2-衆-治安及び地方制度委員会-24号 昭和23年04月27日(1948年)

○斎藤(昇)政府委員 神戸事件につきましては、すでに新聞等で御承知の通りでございまして、警察といたしましては遺憾の意を表する次第であります。

 兵庫縣におきましては、去る四月十四日に朝鮮人学校五校に対しまして閉鎖命令を発したのであります。ところが彼らは依然授業を継続いたしまする一方、朝鮮人の團体の幹部、生徒父兄等約七十名が、去る十四日午後一時ごろ副知事に面会を求めまして、閉鎖命令の撤回を強要いたしたのでありまするが、これを拒否されまするや、同四時ごろから居坐り戰術に出でまして、副知事室を占拠いたしまして、翌十五日午後五時に至りましても退去しなかつたのであります。警察は関係方面と連絡をとりまして、不法占拠者全員を住居侵入罪として檢挙いたしまして、市内の警察署に留置をしたのであります。これを知りました朝鮮人連盟におきましては、各小学校に四、五百名ずつ集合いたしまして、これに対する対策を協議をいたしますほか、檢挙者の釈放運動を活発に展開いたしました。四月二十三日の午前十時に縣廰知事室におきまして、知事、副知事、檢事正、市の警察局長等が参集をいたしまして、学校の閉鎖強制執行に関する打合会議をやつておりましたところが、そこへ朝鮮人が三々伍々縣廰内外に押し寄せまして、十一時ごろには知事室に二、三百名、縣廰の周辺に数百名が集結いたしまして、スクラムを組んで氣勢をあげ、器物、建物を破壊いたしまして、知事室と外部との連絡を断つて、会議中の首脳者を軟禁状態に陥れたのであります。警察は事態を重視いたしまして、國家、自治両警察から約千五百名を非常招集いたしまして、縣廳前の朝鮮人を退散せしめまする一方、知事室内外の朝鮮人に退去を強制すべく努力をいたしたのでありまするが、朝鮮人の猛烈な抵抗を受けまして、知事等の安全なる救出は、朝鮮人に対する強制力によつては目的を達することが不可能であるという判断を下しました。当時ここに参りました進駐軍のMP関係の人たちと相談をいたしまして、強制退去の実力行使に出でなかつたのであります。軟禁中の知事、檢事正、市長等は、五時二十分ごろ遂に、彼らの要求する朝鮮人学校の閉鎖命令を撤回する、朝鮮問題に関しては今後朝鮮人教育委員会等と協議をする、朝鮮人特殊学校は許可あるまで從來通り認める、事件に関する不法行為者は一切処罰をしない、学校明渡しの命令は撤回するというように、全面的に彼らの要求を承認し、檢挙中の朝鮮人を全部釈放し、同六時彼らは散会したという報告に接しているのであります。
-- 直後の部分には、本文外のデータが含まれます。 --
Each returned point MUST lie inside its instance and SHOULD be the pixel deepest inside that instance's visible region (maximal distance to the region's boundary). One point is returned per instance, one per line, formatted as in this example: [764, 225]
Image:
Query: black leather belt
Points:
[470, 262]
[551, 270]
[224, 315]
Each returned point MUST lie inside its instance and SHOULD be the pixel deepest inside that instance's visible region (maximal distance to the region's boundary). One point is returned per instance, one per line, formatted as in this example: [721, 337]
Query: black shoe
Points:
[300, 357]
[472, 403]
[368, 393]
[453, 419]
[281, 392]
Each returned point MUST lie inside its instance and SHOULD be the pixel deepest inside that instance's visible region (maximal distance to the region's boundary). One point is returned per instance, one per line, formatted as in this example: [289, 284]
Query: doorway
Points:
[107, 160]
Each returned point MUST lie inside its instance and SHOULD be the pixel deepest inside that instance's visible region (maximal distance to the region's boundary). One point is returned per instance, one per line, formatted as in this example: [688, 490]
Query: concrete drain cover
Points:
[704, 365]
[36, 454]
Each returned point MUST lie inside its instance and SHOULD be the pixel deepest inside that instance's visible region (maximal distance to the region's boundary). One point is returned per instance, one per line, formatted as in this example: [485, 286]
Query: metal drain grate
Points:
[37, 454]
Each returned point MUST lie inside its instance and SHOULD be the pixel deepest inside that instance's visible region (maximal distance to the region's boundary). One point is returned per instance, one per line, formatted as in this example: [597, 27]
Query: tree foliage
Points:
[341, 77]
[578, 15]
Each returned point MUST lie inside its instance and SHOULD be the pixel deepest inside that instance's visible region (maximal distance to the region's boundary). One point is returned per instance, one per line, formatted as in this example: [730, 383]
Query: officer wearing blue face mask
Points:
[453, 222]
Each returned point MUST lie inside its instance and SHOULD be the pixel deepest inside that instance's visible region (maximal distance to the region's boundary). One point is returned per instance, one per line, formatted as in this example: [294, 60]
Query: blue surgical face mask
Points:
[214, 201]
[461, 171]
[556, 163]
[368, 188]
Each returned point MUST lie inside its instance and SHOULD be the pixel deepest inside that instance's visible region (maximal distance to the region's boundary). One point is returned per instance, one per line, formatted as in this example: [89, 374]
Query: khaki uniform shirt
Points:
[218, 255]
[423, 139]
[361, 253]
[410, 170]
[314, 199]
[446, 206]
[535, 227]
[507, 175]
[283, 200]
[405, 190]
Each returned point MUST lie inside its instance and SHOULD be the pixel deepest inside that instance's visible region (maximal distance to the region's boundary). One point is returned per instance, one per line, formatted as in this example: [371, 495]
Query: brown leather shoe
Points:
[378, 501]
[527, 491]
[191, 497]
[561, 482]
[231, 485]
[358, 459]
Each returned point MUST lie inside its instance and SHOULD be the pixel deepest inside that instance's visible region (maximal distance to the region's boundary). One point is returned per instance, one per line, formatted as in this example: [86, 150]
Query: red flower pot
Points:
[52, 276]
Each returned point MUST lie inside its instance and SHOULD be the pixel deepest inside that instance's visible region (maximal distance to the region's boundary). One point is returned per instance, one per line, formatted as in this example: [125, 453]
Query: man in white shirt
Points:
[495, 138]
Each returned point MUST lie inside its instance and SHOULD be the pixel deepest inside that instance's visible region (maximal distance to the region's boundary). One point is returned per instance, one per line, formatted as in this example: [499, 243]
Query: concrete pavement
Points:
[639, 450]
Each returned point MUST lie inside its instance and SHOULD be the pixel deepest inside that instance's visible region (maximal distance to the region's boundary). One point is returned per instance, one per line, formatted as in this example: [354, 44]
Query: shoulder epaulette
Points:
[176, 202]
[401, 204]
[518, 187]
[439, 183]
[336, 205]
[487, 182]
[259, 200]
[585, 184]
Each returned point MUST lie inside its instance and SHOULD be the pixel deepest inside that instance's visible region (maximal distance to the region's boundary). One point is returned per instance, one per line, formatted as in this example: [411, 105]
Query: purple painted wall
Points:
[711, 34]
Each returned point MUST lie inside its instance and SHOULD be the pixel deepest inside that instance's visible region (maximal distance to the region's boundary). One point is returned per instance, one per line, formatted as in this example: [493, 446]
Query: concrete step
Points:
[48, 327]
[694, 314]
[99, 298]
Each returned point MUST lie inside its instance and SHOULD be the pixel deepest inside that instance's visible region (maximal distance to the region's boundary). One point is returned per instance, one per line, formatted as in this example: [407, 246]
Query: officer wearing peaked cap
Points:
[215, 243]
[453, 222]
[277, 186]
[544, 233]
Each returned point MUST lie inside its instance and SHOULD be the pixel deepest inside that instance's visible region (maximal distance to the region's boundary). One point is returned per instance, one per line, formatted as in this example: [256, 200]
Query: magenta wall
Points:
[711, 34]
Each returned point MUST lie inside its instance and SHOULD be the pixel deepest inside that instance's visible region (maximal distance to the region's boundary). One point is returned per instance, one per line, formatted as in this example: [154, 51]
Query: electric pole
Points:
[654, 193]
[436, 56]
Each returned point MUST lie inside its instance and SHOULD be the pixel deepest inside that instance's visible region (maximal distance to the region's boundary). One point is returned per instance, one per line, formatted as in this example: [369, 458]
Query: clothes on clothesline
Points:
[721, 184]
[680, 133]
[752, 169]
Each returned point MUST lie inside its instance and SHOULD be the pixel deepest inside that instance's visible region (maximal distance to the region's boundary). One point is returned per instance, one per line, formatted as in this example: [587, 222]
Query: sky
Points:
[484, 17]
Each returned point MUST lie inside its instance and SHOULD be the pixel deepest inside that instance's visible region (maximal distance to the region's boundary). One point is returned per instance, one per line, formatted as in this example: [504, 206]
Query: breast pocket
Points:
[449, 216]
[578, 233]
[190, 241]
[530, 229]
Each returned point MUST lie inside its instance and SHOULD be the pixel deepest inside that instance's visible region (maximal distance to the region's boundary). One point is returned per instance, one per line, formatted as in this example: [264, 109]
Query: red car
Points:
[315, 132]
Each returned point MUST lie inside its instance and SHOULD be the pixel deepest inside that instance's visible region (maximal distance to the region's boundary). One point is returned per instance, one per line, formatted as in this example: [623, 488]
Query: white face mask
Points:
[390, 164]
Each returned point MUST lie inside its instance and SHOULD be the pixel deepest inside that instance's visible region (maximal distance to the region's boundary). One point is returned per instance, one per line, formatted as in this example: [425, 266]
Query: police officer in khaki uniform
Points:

 そこで神戸地区司令官は、その日の午後十時ごろ、非常事態を宣言いたしまして、警察は憲兵司令官の指揮のもとに関係朝鮮人の檢挙に当ることに相なつたのであります。ただいままで受けております報告によりますと、朝鮮人の関係者約千二百人ほど、すでに逮捕したという報告を受けているような次第であります。詳細はただいま溝淵次長が出張いたしまして取調べている次第でありますが、一應われわれの報告を得ておりますのは、ただいま申し上げたような状況でございます。



神戸事件3

2-衆-司法委員会-15号 昭和23年05月01日

○鈴木國務大臣 ・・・これが神戸の二十四日の騒擾の顛末でありまして、これもまた日本人が七名参加いたしておりまして、共産党員が主であります。神戸の市会議員の方も、今ちよつと名前を失しましたが、これに参加いたしておられたわけであります。